Elo oddities: the tortoise and the hare

by ChessBase
2/24/2012 – There has been ample debate on whether Magnus Carlsen would break Garry Kasparov's record 2851 rating. Though it might seem like quite a mountain to climb, an oddity in the FIDE rating system means he could do it without breaking a sweat. The good news is that if you are rated at least 1400 Elo, FIDE declares you have an 8% chance against the world number one. Expert discussion.

ChessBase 17 - Mega package - Edition 2024 ChessBase 17 - Mega package - Edition 2024

It is the program of choice for anyone who loves the game and wants to know more about it. Start your personal success story with ChessBase and enjoy the game even more.


Elo oddities: the tortoise and the hare

Chinese GM Li Chao recently rejoined the 2700 club after winning 5.6 Elo from his 9.0/9 victory at the 5th Colombo International Chess Festival 2012. While nine in nine sounded impressive, the results page showed something quite odd: the Chinese player had a 2622 performance, considerably below his 2693 rating.

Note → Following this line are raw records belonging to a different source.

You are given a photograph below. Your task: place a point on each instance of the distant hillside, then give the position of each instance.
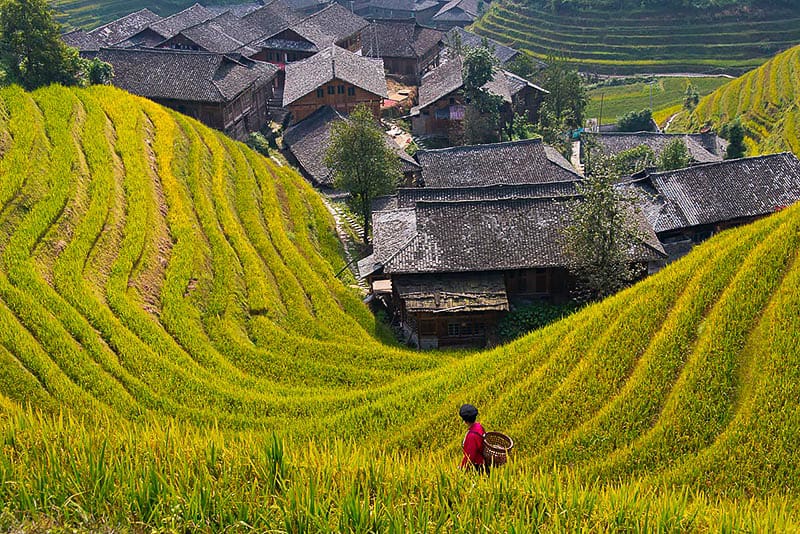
(649, 39)
(169, 310)
(768, 101)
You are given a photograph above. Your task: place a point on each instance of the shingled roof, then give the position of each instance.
(493, 235)
(449, 77)
(178, 75)
(330, 25)
(224, 34)
(171, 26)
(458, 11)
(703, 148)
(399, 39)
(273, 18)
(124, 28)
(718, 192)
(309, 139)
(515, 162)
(333, 63)
(503, 53)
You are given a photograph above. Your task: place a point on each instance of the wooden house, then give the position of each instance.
(224, 93)
(441, 107)
(334, 77)
(687, 206)
(408, 50)
(307, 142)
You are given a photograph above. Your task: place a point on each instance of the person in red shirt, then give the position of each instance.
(473, 441)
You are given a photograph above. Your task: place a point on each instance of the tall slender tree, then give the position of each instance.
(362, 162)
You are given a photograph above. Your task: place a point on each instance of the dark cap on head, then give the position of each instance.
(468, 413)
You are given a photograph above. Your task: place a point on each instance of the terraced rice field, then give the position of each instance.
(667, 93)
(768, 101)
(614, 42)
(178, 356)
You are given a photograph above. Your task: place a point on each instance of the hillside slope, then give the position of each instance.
(768, 101)
(167, 301)
(653, 39)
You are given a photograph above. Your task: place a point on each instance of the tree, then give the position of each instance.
(362, 162)
(31, 49)
(636, 121)
(601, 237)
(674, 156)
(482, 114)
(734, 133)
(691, 98)
(567, 97)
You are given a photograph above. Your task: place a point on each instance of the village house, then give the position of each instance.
(222, 34)
(307, 142)
(168, 27)
(702, 147)
(687, 206)
(110, 34)
(419, 11)
(408, 50)
(458, 13)
(510, 163)
(441, 108)
(333, 25)
(334, 77)
(224, 93)
(451, 262)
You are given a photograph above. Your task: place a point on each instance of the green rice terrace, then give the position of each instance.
(656, 39)
(767, 100)
(177, 355)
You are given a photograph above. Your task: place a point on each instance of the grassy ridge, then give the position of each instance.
(619, 42)
(175, 352)
(766, 99)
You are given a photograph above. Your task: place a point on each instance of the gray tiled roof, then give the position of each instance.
(124, 28)
(703, 148)
(517, 162)
(223, 34)
(303, 77)
(309, 139)
(719, 192)
(465, 292)
(493, 235)
(503, 53)
(448, 77)
(171, 26)
(190, 76)
(330, 25)
(82, 40)
(399, 39)
(273, 18)
(458, 10)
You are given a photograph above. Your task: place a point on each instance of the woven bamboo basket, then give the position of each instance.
(495, 448)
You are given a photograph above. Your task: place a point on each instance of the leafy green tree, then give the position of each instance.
(482, 114)
(567, 96)
(636, 121)
(31, 50)
(601, 236)
(674, 156)
(691, 98)
(734, 133)
(362, 162)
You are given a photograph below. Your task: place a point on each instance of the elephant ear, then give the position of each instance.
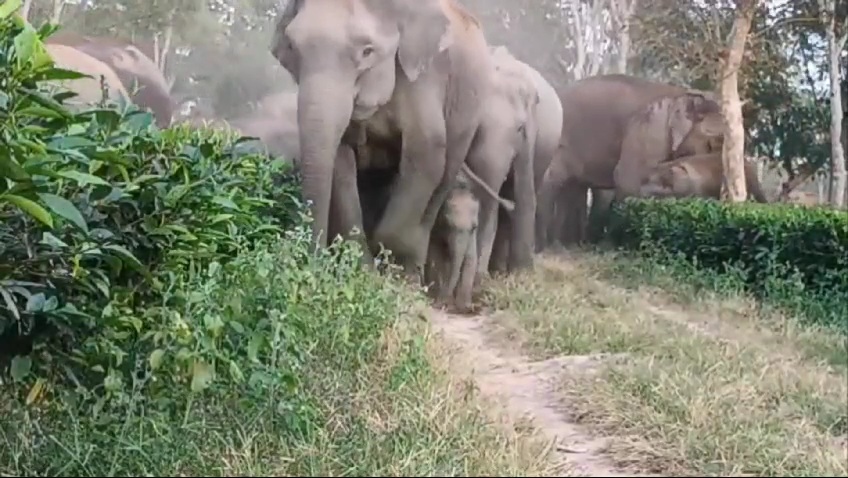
(687, 110)
(281, 47)
(424, 33)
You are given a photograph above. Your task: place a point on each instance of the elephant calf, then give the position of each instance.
(699, 175)
(452, 256)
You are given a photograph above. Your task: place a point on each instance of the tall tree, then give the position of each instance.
(733, 152)
(837, 34)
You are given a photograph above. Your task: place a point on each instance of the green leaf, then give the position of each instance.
(235, 372)
(51, 240)
(10, 303)
(35, 303)
(30, 207)
(11, 169)
(156, 358)
(9, 8)
(83, 178)
(21, 366)
(201, 376)
(25, 45)
(226, 202)
(128, 257)
(64, 208)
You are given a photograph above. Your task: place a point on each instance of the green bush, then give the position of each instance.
(796, 255)
(102, 211)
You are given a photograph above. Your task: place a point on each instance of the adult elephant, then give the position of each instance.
(504, 143)
(517, 141)
(88, 90)
(616, 127)
(412, 73)
(147, 86)
(274, 122)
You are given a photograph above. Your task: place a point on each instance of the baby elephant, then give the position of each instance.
(452, 255)
(700, 175)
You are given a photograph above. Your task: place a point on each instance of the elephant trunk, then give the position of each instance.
(323, 113)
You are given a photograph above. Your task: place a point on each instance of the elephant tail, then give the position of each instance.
(505, 203)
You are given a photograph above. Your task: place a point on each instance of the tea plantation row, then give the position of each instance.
(162, 311)
(796, 257)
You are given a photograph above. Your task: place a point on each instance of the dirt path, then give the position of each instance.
(524, 389)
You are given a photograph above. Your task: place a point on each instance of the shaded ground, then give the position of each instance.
(634, 381)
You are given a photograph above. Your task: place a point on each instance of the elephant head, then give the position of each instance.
(344, 56)
(655, 132)
(146, 84)
(706, 136)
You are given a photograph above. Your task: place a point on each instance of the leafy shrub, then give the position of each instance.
(101, 211)
(799, 254)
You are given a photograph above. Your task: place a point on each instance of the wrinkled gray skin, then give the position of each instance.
(502, 159)
(88, 90)
(452, 254)
(452, 251)
(274, 122)
(505, 142)
(615, 128)
(410, 72)
(145, 83)
(698, 175)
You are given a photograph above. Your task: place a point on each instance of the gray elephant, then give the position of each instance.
(411, 72)
(140, 76)
(518, 139)
(699, 175)
(504, 144)
(617, 127)
(274, 122)
(576, 218)
(452, 256)
(88, 90)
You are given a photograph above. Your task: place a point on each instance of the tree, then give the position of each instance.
(837, 34)
(733, 150)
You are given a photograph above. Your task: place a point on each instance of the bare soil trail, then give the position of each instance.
(624, 378)
(525, 389)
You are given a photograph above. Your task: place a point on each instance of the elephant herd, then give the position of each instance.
(414, 134)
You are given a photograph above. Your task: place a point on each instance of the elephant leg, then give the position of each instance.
(434, 270)
(549, 208)
(571, 203)
(486, 237)
(500, 248)
(522, 219)
(421, 184)
(345, 209)
(465, 288)
(458, 244)
(598, 214)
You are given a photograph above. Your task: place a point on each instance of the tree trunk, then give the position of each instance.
(733, 151)
(58, 6)
(27, 6)
(837, 152)
(622, 11)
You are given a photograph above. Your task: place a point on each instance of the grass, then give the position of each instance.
(372, 397)
(707, 381)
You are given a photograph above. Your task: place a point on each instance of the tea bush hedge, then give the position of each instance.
(100, 207)
(798, 253)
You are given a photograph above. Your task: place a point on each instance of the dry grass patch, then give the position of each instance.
(708, 387)
(402, 414)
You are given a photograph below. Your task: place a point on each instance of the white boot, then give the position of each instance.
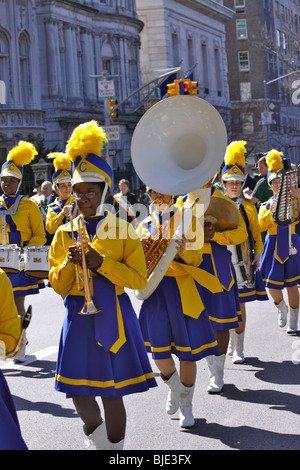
(116, 445)
(186, 418)
(173, 383)
(293, 326)
(238, 350)
(231, 343)
(282, 310)
(98, 438)
(216, 373)
(20, 358)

Six of the eight rated opponents had ratings under 2000 and one was even rated 1405. In spite of this he had still managed to gain 5.6 Elo. How was that possible?

The reason is that today games are rated individually, and any player rated 400 Elo or more below your rating will still yield 0.8 Elo. At a time when the minimum FIDE rating was 2200 the greatest disparity possible was around 600 Elo, but now games with a full 1400 Elo difference could take place. Could this be the source of ratings inflation? Perhaps Magnus Carlsen could find a much easier way to break Garry Kasparov’s record: win a few very weak opens, and presto! He would be the new record holder, even if he did not play a single opponent within a thousand Elo of his rating.

In order to get to the truth of the matter, experts and mathematicians Jeff Sonas, John Nunn, and Ken Thompson were consulted and held a dialogue between themselves which we publish here.

Jeff Sonas, Statistician and creator of Chessmetrics, was the first to reply.

My understanding is that this rule was introduced for political reasons long ago, purportedly to give top players some incentive to play in open events.  When FIDE proposed raising the cutoff from 350 points to 400 points a couple of years ago, and asked for my opinion, I agreed that it was a change in the right direction, and stated that it would be even better to go up to 500 instead. I have since changed my opinion on this, and decided we either should get rid of the rule altogether, or make it an "800-point rule" instead. You can see my most recent analysis from a year ago I discuss the 400-point rule amongst the two graphs that have large blue rectangle outlines, about halfway down.

There is a statistical rationale for the rule to some degree, since the chaotic nature of chess (and the variability of ratings) means you can never really be 100% sure that one player will beat another, and rarely can you even be 99% sure. It is certainly not a "guarantee" to score 100% in a whole event. For one thing, it is quite possible that opponents paired against the tournament leader in a late round of a Swiss would have done better than expected and in fact would be stronger than their pre-tournament rating would indicate.  I think an 8.5/9 score for Li Chao in such an event would be a reasonable prediction, and would not have resulted in a single point of Elo gain for him.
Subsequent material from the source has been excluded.